GRAND-DUCHE DE LUXEMBOURG

Conseil Arbitral des Assurances Sociales

Audience publique du vingt-huit janvier deux mille deux

Composition:  
M. Paul Capésius, président du siège,
M. Jeannot Franck, assesseur-employeur,
M. Jeannot Kayl, assesseur-assuré,
ces deux derniers dûment assermentés;  
M. Christophe Alesch, secrétaire,

Entre:

T. S.à r.l., ... ;

partie demanderesse,

comparant par Maître Tania Hoffmann, avocat, en remplacement de Maître Roland Assa, avocat-avoué, Luxembourg ;

Et:

l'Association d'assurance contre les accidents, section industrielle, dont le siège est à Luxembourg, représentée par le président de son comité-directeur , Monsieur Paul Hansen, docteur en droit, demeurant à Fentange;

comparant par Monsieur Claude Rumé, attaché de direction, et Monsieur Claude Seywert, Luxembourg, mandataires suivant procuration écrite;

Par requêtes déposées au siège du Conseil arbitral des assurances sociales les 30 octobre 2001 et 5 novembre 2001, la partie demanderesse forma recours contre une décision du comité-directeur de l'Association d'assurance contre les accidents, section industrielle, du 20 septembre 2001.
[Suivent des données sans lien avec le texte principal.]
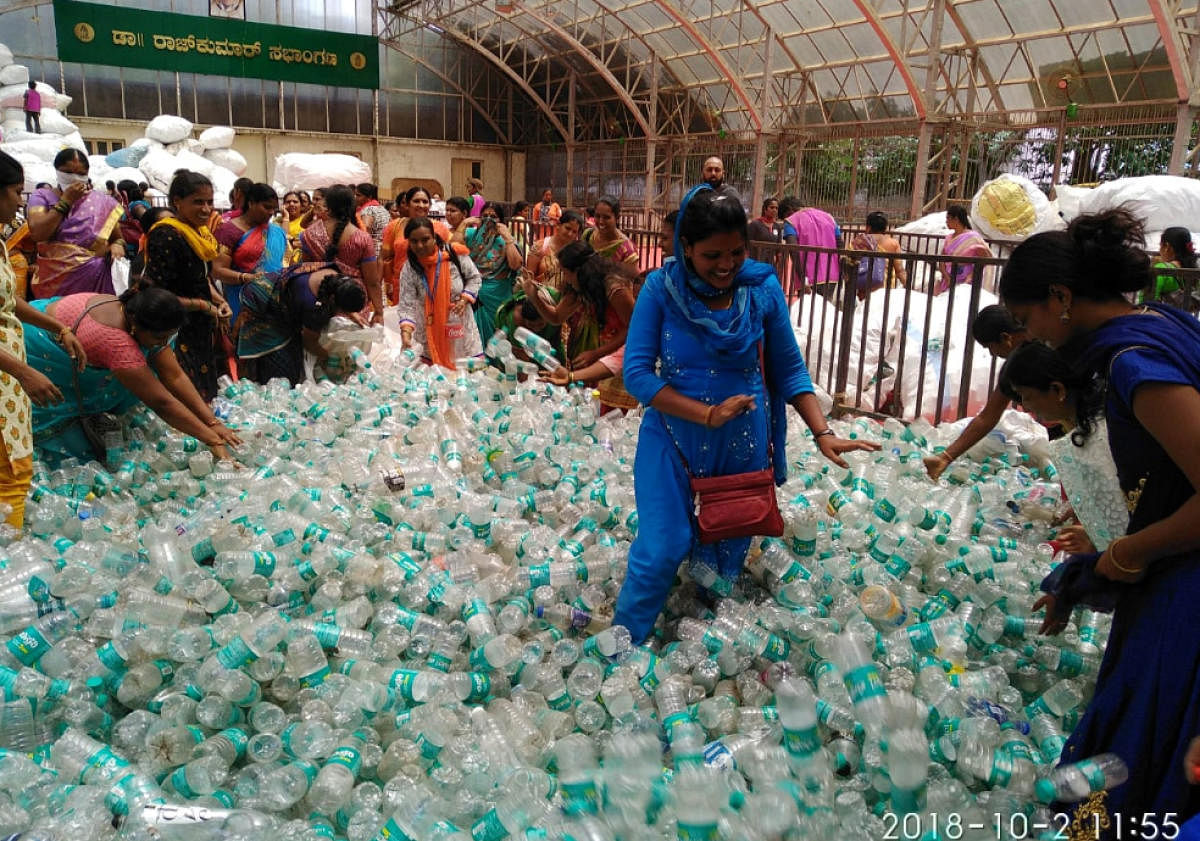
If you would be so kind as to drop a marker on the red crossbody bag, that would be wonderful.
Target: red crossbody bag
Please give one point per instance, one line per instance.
(739, 504)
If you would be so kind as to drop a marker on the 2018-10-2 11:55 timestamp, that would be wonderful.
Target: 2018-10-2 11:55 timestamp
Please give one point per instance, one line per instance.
(1018, 826)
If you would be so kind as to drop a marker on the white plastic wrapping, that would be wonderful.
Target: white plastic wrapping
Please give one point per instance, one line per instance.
(229, 158)
(217, 137)
(168, 128)
(299, 170)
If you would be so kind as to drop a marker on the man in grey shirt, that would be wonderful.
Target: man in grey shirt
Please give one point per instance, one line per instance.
(714, 176)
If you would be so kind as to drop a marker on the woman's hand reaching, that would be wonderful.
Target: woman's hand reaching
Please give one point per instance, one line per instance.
(832, 448)
(730, 408)
(1074, 540)
(75, 349)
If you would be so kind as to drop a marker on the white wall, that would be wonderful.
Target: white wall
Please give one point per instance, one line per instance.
(504, 169)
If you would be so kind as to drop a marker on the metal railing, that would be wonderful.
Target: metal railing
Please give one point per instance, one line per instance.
(905, 350)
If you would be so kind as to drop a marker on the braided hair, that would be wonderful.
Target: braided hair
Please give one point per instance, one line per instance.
(336, 293)
(426, 222)
(340, 203)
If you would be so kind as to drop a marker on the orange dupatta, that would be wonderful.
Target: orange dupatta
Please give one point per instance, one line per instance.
(437, 307)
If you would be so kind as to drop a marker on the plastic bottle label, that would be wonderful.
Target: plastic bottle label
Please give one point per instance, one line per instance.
(264, 564)
(203, 551)
(697, 832)
(347, 757)
(1071, 664)
(778, 649)
(922, 638)
(864, 683)
(109, 658)
(315, 678)
(1093, 773)
(179, 781)
(402, 682)
(480, 686)
(473, 608)
(235, 654)
(39, 589)
(802, 743)
(238, 738)
(29, 646)
(105, 763)
(489, 828)
(390, 832)
(327, 634)
(580, 797)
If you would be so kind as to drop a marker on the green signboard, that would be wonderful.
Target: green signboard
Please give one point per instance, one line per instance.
(127, 37)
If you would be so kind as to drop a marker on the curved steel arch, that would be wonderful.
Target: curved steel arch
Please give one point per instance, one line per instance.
(595, 64)
(462, 91)
(915, 91)
(516, 78)
(1169, 30)
(715, 58)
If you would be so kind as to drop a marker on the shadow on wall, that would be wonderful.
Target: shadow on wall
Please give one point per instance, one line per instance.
(400, 185)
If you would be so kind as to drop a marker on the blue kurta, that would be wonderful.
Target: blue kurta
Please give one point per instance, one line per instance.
(1146, 707)
(659, 335)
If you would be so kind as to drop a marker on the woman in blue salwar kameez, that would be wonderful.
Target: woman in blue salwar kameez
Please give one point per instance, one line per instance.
(1067, 288)
(693, 359)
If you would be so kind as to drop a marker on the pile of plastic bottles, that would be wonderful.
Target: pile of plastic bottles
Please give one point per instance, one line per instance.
(394, 623)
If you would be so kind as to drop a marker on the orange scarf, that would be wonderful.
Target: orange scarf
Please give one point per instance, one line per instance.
(437, 307)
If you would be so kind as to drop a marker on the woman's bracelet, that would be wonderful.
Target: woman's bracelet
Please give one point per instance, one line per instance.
(1113, 557)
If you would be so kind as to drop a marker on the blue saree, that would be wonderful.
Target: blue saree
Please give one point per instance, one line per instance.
(1146, 707)
(57, 436)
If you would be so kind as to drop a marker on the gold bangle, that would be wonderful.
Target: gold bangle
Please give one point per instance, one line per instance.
(1113, 558)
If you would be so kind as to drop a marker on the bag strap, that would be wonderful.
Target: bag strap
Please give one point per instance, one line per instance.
(766, 390)
(75, 371)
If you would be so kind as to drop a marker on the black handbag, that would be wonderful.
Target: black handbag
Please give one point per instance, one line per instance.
(102, 428)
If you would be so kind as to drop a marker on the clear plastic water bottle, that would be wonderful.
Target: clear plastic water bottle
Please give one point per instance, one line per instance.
(1078, 780)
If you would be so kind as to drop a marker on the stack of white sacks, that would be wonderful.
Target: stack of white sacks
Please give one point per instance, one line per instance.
(168, 143)
(34, 151)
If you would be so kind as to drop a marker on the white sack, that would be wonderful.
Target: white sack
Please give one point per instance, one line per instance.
(159, 168)
(222, 185)
(13, 96)
(53, 122)
(130, 156)
(946, 353)
(126, 174)
(73, 139)
(43, 149)
(168, 128)
(930, 223)
(1159, 200)
(1008, 208)
(299, 170)
(217, 137)
(99, 168)
(15, 74)
(186, 160)
(229, 158)
(39, 172)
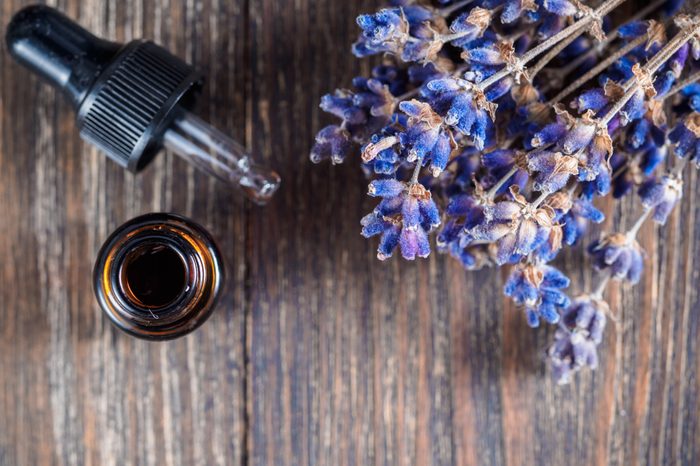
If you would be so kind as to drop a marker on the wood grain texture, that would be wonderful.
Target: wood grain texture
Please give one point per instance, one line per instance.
(319, 355)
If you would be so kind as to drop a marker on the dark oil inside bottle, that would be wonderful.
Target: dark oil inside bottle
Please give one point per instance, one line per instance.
(156, 275)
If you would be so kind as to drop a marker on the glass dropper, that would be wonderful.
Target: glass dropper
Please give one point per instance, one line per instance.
(213, 152)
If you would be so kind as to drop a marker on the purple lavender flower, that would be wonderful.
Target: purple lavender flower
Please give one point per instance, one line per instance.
(404, 217)
(464, 107)
(577, 339)
(620, 254)
(514, 226)
(538, 289)
(458, 128)
(388, 30)
(686, 137)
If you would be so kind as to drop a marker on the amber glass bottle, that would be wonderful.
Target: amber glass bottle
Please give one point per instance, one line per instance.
(158, 276)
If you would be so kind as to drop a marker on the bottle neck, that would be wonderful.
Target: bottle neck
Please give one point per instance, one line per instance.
(158, 277)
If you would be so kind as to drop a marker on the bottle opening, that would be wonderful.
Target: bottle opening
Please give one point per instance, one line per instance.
(154, 275)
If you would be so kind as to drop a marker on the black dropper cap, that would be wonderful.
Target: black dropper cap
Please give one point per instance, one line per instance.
(125, 96)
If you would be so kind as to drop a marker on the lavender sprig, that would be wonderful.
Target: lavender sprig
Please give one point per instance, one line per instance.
(464, 140)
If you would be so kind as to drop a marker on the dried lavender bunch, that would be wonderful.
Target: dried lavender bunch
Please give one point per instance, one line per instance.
(495, 125)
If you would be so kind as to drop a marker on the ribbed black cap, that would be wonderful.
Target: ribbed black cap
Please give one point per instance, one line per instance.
(134, 101)
(125, 96)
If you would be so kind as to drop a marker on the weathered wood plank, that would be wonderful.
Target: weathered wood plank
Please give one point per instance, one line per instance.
(320, 354)
(74, 390)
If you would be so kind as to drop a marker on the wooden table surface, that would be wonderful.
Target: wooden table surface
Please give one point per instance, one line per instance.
(320, 354)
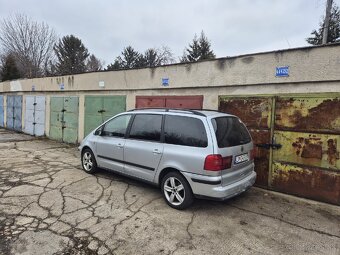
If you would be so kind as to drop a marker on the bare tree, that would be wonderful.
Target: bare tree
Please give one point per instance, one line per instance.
(30, 42)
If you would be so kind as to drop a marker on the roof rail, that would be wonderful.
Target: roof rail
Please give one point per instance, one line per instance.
(196, 112)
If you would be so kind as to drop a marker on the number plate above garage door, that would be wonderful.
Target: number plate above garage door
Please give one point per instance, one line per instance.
(180, 102)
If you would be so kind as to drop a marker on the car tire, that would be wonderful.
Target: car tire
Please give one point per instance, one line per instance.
(176, 191)
(88, 161)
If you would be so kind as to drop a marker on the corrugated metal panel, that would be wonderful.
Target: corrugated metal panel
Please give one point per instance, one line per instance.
(29, 115)
(14, 112)
(70, 119)
(56, 118)
(18, 113)
(308, 163)
(39, 115)
(306, 181)
(100, 108)
(256, 114)
(64, 119)
(309, 149)
(10, 112)
(2, 111)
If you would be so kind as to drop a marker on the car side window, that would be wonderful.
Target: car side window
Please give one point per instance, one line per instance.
(186, 131)
(146, 127)
(116, 127)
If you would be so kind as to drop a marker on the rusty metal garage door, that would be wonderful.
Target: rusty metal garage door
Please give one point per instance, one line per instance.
(35, 115)
(297, 142)
(183, 102)
(14, 113)
(100, 108)
(1, 111)
(64, 119)
(256, 113)
(308, 164)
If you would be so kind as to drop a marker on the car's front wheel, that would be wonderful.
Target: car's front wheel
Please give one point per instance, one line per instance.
(88, 161)
(176, 191)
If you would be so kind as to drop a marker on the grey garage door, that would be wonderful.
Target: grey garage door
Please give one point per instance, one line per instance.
(14, 111)
(1, 111)
(35, 115)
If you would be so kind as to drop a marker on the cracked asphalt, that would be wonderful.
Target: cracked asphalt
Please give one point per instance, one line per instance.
(48, 205)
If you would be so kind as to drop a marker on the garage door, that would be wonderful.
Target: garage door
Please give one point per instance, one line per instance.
(297, 142)
(1, 111)
(14, 113)
(35, 115)
(180, 102)
(100, 108)
(64, 119)
(308, 164)
(256, 113)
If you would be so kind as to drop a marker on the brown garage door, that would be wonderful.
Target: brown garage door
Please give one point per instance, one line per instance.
(182, 102)
(256, 114)
(297, 142)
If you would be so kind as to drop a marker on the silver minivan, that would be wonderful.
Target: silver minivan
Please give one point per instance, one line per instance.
(188, 153)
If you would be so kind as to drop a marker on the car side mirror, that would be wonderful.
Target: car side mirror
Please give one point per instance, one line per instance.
(98, 131)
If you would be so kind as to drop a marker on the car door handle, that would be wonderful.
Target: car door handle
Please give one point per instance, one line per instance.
(156, 151)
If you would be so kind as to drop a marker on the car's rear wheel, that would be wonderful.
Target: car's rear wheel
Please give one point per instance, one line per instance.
(176, 191)
(88, 161)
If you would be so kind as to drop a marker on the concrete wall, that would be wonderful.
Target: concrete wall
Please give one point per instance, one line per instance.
(311, 70)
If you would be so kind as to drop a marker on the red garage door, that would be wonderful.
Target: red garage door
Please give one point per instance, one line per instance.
(183, 102)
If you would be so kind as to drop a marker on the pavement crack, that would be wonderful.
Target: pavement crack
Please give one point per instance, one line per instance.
(286, 222)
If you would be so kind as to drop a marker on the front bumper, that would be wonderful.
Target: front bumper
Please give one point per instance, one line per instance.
(217, 191)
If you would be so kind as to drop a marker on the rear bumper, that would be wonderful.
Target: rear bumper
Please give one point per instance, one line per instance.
(208, 187)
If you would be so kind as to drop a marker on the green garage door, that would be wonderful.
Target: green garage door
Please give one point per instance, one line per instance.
(64, 119)
(100, 108)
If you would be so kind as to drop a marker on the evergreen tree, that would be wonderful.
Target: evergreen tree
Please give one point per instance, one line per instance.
(333, 29)
(9, 69)
(152, 57)
(198, 50)
(129, 58)
(71, 54)
(114, 66)
(93, 64)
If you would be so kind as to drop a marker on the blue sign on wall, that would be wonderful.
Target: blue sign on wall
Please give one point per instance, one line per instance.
(165, 81)
(282, 71)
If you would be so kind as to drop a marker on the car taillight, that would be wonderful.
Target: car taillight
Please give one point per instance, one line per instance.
(252, 154)
(215, 162)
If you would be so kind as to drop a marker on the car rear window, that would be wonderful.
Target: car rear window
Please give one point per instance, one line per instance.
(230, 131)
(185, 131)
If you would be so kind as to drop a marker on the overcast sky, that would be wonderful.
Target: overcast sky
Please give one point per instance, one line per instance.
(234, 27)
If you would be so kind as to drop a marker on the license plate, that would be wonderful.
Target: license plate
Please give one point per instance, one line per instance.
(241, 158)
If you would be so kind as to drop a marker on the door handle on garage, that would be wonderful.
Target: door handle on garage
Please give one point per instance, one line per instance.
(156, 151)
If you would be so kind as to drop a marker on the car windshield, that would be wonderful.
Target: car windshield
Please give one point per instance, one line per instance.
(230, 131)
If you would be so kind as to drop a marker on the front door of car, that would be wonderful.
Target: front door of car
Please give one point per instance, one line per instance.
(110, 143)
(143, 149)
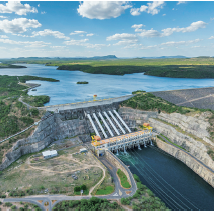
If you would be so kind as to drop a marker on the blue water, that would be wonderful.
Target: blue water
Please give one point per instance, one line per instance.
(104, 86)
(170, 179)
(196, 193)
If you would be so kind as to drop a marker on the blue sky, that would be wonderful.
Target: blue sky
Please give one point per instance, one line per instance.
(124, 29)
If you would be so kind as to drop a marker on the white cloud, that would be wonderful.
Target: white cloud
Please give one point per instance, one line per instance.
(37, 44)
(75, 42)
(169, 31)
(83, 43)
(17, 7)
(151, 8)
(124, 36)
(3, 36)
(102, 9)
(137, 27)
(126, 42)
(90, 34)
(18, 25)
(48, 32)
(193, 27)
(30, 43)
(181, 2)
(135, 11)
(77, 32)
(176, 43)
(58, 47)
(149, 33)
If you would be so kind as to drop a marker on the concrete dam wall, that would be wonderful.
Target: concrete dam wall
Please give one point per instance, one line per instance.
(63, 124)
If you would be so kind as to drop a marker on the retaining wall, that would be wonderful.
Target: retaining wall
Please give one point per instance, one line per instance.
(192, 163)
(118, 164)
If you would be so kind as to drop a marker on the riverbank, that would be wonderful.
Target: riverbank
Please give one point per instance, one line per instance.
(196, 68)
(3, 66)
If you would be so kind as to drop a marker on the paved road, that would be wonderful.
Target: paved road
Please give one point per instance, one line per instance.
(54, 199)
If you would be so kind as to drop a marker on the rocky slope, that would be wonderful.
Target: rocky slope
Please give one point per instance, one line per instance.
(51, 128)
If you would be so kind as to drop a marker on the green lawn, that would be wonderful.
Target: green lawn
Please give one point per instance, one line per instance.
(107, 190)
(123, 179)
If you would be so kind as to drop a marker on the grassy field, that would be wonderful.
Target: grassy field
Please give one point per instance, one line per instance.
(19, 206)
(107, 187)
(123, 179)
(201, 67)
(93, 204)
(34, 175)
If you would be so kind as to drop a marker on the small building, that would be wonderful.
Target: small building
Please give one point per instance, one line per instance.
(49, 154)
(83, 150)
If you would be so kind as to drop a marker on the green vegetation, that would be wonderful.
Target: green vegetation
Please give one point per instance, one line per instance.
(144, 199)
(105, 191)
(10, 66)
(93, 204)
(148, 101)
(36, 101)
(200, 67)
(14, 116)
(123, 179)
(82, 82)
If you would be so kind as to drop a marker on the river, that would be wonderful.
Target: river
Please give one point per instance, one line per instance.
(170, 179)
(104, 86)
(177, 185)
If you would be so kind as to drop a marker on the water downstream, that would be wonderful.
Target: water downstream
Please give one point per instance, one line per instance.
(170, 179)
(177, 185)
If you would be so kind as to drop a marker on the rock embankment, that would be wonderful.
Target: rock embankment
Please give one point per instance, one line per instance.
(193, 164)
(50, 129)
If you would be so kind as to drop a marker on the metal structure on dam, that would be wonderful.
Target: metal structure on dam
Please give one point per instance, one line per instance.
(121, 137)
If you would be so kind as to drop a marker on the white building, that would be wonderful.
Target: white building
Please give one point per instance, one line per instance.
(83, 150)
(49, 154)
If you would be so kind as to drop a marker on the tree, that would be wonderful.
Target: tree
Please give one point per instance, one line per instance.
(83, 187)
(13, 207)
(76, 188)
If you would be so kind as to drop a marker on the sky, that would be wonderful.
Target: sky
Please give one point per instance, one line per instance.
(99, 28)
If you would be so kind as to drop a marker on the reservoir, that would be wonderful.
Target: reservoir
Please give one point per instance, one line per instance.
(104, 86)
(171, 180)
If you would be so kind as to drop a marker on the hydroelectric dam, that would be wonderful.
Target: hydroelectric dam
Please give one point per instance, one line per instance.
(117, 129)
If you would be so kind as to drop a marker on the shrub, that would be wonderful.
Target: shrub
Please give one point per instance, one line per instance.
(83, 187)
(76, 188)
(13, 207)
(8, 204)
(34, 112)
(42, 187)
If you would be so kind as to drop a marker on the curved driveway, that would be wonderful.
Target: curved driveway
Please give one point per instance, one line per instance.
(54, 199)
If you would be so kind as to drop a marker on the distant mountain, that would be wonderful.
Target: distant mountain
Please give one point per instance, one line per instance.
(177, 56)
(108, 57)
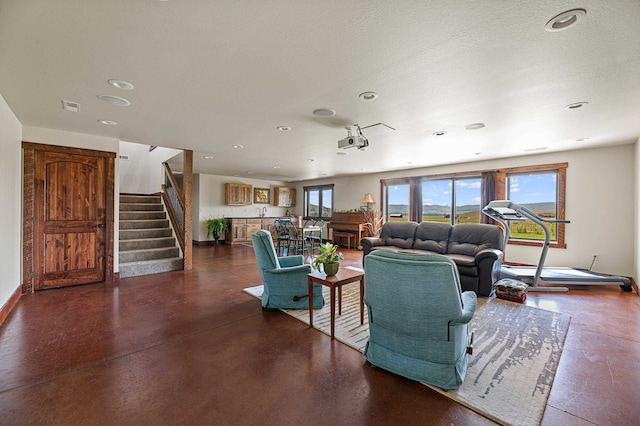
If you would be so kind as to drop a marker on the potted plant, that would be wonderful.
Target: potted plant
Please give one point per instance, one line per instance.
(215, 227)
(329, 258)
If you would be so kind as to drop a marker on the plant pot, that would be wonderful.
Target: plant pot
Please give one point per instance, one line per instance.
(331, 268)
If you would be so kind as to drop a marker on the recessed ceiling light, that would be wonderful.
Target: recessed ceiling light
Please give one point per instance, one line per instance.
(475, 126)
(576, 105)
(121, 84)
(114, 100)
(70, 106)
(565, 20)
(324, 112)
(368, 96)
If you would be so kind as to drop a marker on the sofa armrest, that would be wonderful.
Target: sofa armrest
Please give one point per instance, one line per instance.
(288, 261)
(368, 243)
(488, 262)
(492, 254)
(469, 302)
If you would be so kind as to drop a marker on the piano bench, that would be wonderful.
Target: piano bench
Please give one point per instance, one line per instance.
(347, 235)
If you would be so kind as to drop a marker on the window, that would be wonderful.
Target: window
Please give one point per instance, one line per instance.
(397, 201)
(542, 190)
(318, 202)
(459, 198)
(439, 195)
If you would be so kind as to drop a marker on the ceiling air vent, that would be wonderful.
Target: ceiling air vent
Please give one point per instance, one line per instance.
(70, 106)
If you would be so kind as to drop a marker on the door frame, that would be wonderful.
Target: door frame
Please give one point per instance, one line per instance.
(29, 150)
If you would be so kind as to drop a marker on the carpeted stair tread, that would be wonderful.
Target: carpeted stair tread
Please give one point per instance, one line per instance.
(143, 243)
(134, 234)
(148, 254)
(144, 224)
(142, 214)
(146, 267)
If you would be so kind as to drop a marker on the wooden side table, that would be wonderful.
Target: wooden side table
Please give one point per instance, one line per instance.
(344, 276)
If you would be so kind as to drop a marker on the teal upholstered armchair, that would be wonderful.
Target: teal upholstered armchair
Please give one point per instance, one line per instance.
(284, 278)
(418, 317)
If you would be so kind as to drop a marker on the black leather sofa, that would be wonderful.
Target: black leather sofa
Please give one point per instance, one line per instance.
(477, 249)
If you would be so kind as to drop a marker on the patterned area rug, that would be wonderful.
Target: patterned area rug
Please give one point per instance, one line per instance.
(516, 352)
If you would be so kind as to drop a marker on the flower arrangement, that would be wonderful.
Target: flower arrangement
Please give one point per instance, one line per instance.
(328, 254)
(328, 258)
(215, 227)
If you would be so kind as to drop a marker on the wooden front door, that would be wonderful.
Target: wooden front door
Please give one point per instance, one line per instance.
(71, 220)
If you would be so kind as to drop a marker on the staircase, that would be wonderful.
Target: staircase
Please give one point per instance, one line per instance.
(147, 245)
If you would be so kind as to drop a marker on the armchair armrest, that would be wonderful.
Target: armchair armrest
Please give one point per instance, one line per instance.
(469, 302)
(288, 261)
(369, 242)
(299, 269)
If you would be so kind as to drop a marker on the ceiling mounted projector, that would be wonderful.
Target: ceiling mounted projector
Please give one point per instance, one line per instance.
(351, 141)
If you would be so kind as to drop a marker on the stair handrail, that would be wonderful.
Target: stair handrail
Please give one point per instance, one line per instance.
(174, 202)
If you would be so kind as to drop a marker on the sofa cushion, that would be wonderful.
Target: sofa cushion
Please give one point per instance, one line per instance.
(391, 249)
(432, 236)
(462, 260)
(470, 238)
(399, 234)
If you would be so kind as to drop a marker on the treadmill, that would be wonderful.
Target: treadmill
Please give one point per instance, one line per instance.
(538, 277)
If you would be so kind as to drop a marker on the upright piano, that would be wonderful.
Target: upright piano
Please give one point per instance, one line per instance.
(345, 226)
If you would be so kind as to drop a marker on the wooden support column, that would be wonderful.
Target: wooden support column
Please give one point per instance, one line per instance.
(188, 213)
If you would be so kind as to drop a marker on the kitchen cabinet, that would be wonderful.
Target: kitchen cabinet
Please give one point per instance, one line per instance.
(238, 194)
(241, 228)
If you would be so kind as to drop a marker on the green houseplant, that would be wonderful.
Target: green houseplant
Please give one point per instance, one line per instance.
(329, 257)
(215, 227)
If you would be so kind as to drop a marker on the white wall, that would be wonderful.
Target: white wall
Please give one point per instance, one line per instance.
(142, 173)
(210, 202)
(81, 140)
(10, 202)
(636, 213)
(598, 180)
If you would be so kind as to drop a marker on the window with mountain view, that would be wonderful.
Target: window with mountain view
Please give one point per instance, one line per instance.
(455, 200)
(459, 198)
(539, 193)
(397, 201)
(318, 202)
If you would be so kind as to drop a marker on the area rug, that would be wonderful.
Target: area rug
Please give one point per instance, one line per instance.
(516, 352)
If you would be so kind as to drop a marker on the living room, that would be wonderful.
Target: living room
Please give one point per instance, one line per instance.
(603, 173)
Par lettres recommandées à la poste en date du 6 décembre 2001, les parties furent convoquées pour l'audience du 10 janvier 2002, à laquelle la partie requérante comparut par Maître Tania Hoffmann, préqualifiée. La partie défenderesse comparut par ses mandataires Messieurs Claude Seywert et Claude Rumé, préqualifiés.

Le président du siège ouvrit les débats par un exposé de l'affaire. Ensuite, les parties présentèrent leurs observations. La partie demanderesse maintint ses conclusions introductives d'instance. La partie défenderesse conclut au rejet des moyens soulevés en ordre principal et en ordre subsidiaire dans la requête déposée par la partie adverse et à la confirmation de la décision attaquée.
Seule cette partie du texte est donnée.